O'Reilly logo
live online training icon Live Online training

Security for machine learning

Protecting your data and models from harm

Katharine Jarmul

As we deploy more models into live settings and train our models online, there's a growing need to secure our data preparation code and the models they produce. Protecting our models against malicious input, poisoning attacks, and attempts to extract data is an essential part of deploying machine learning today.

Join expert Katharine Jarmul for a hands-on, in-depth exploration of security best practices for machine learning. You’ll get an introduction to important concepts for deploying and securing your machine learning models as well as practical tools to use to test robustness of your models. Along the way, Katharine walks you through approaches for securing models at the source, including obfuscation and anonymization strategies. Don't miss this chance to explore key topics, tools, and research related to security best practices for machine learning systems and learn how to implement them in your current workflows.

What you'll learn-and how you can apply it

By the end of this live online course, you’ll understand:

  • The vulnerabilities of current machine learning training and deployment practices
  • How to safeguard your models against attacks
  • Methods to increase data security and privacy in your ML system

And you’ll be able to:

  • Utilize open source Python or shell-based tools for testing model robustness
  • Determine how to integrate privacy and security into your data workflows
  • Evaluate potential data security issues in your current data extraction and management

This training course is for you because...
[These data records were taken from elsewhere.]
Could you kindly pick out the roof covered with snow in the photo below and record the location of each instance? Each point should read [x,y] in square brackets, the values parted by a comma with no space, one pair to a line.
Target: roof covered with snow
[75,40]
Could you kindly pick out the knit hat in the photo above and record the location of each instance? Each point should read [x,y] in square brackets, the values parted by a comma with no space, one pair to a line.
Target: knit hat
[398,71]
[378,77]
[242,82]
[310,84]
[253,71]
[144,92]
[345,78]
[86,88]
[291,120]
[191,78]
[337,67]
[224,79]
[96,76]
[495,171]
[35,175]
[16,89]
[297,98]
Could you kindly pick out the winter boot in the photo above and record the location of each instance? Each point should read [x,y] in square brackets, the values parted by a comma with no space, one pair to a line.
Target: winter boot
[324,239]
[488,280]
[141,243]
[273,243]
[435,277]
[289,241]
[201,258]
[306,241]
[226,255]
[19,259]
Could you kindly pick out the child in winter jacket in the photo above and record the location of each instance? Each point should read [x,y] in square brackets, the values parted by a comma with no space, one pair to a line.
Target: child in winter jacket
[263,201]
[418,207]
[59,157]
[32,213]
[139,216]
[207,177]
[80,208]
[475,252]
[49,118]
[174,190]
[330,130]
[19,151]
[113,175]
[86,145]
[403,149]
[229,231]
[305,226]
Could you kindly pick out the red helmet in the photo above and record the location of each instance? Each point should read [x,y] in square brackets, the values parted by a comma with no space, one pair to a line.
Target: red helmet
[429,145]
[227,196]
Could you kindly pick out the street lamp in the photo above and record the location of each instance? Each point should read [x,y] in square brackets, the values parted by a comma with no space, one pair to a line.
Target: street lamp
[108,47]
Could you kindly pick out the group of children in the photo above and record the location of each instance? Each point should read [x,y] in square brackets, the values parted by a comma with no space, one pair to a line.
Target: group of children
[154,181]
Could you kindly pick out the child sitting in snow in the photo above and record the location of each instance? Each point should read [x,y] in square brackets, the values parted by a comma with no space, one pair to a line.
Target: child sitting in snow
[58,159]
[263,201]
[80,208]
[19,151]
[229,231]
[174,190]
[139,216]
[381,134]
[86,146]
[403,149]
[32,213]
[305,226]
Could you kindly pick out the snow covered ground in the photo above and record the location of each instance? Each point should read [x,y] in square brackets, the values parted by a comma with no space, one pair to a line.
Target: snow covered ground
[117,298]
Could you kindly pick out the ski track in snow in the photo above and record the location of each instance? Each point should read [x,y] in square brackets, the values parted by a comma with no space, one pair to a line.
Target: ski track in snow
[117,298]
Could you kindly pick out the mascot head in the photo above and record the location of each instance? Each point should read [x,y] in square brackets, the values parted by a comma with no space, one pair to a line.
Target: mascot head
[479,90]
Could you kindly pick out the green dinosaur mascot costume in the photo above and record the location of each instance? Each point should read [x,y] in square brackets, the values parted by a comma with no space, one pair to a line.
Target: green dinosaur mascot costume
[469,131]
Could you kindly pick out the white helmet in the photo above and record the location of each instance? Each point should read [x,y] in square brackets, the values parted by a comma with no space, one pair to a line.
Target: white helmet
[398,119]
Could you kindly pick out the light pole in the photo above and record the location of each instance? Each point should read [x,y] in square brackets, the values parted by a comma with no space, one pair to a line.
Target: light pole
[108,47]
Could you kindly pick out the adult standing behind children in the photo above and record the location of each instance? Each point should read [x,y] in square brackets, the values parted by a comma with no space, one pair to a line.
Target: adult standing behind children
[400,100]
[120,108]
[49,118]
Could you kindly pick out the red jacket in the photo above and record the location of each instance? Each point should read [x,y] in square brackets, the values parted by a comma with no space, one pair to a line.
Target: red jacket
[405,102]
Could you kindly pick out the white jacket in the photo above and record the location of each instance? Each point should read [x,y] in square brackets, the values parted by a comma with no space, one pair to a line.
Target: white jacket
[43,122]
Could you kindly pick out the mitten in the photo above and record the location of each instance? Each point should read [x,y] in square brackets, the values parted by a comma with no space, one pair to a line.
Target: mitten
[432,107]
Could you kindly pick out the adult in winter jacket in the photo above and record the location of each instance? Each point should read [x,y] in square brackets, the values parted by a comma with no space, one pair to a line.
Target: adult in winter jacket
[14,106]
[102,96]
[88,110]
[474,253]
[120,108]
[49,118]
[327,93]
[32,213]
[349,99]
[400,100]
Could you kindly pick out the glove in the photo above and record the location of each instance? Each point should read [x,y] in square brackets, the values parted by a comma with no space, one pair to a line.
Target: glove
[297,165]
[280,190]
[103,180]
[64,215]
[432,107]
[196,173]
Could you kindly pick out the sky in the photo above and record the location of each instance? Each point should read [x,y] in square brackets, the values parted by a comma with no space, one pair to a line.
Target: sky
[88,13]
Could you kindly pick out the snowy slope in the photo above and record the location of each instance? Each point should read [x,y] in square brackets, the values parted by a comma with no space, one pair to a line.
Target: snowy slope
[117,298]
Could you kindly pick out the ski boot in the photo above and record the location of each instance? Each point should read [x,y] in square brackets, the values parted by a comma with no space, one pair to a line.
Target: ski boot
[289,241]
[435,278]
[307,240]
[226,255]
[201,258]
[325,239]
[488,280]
  • You’re a data scientist or data engineer with at least one year of experience, and you need to secure your machine learning models and deployments and create a more privacy-aware approach for your data science workflows.

Prerequisites

  • An intermediate knowledge of Python
  • Experience working on machine learning tools in Python

Recommended follow-up:

About your instructor

  • Katharine Jarmul is a data analyst based in Berlin, Germany. She has worked with Python wrangling data since 2008 for both small and large companies. Automated data workflows, Natural Language Processing and data tests are her passions. She is co-author of Data Wrangling with Python and has authored several O'Reilly video courses focused on data analysis with Python

Schedule

The timeframes are only estimates and may vary according to how the class is progressing

Machine learning and security (10 minutes)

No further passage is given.